India's Digital Personal Data Protection Act, enacted on 11 August 2023, governs how any organisation — including a university research project — may collect and process personal data. Its key obligations for researchers:
Purpose limitation. Data collected for one stated purpose cannot be quietly reused for another. A survey about password reuse habits collected under one consent cannot be reanalysed for a different study without a new consent.
Data minimisation. Only the data needed for the stated purpose should be collected. Collecting full email addresses when anonymised usernames would serve the same research purpose is a violation.
Documented basis for consent. The basis for processing must be documented and verifiable. A project that collects employee email addresses or device identifiers as part of a security study falls under this Act — whether or not it passes through a formal ethics committee.
The Indian Computer Emergency Response Team (CERT-In) was established under Section 70B of the Information Technology Act, 2000. In April 2022, CERT-In issued a binding direction requiring all service providers, intermediaries, data centres, and body corporates to report cybersecurity incidents within six hours of noticing them.
The categories subject to this rule include data breaches, ransomware attacks, malicious code incidents, and targeted scanning of critical networks.
This creates a specific scenario a student researcher must understand: a security research project that discovers a live compromise on the system under study — or receives information about an ongoing attack — may have a legal reporting obligation that sits entirely separately from any academic ethics obligation. The question "should I report this to my supervisor?" is not the only question. "Does my institution have a CERT-In reporting obligation?" may also need an answer within six hours.

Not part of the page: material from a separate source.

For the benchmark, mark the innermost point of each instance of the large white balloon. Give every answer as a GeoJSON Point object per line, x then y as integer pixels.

A master's student is conducting a network traffic study on systems belonging to a small company that gave written permission for the research. While analysing captures, she identifies what appears to be active command-and-control traffic suggesting the company has an ongoing compromise — unrelated to her study. List three separate frameworks that now simultaneously create an obligation for her to act, name the specific obligation each one creates, and explain what she should do within the next six hours.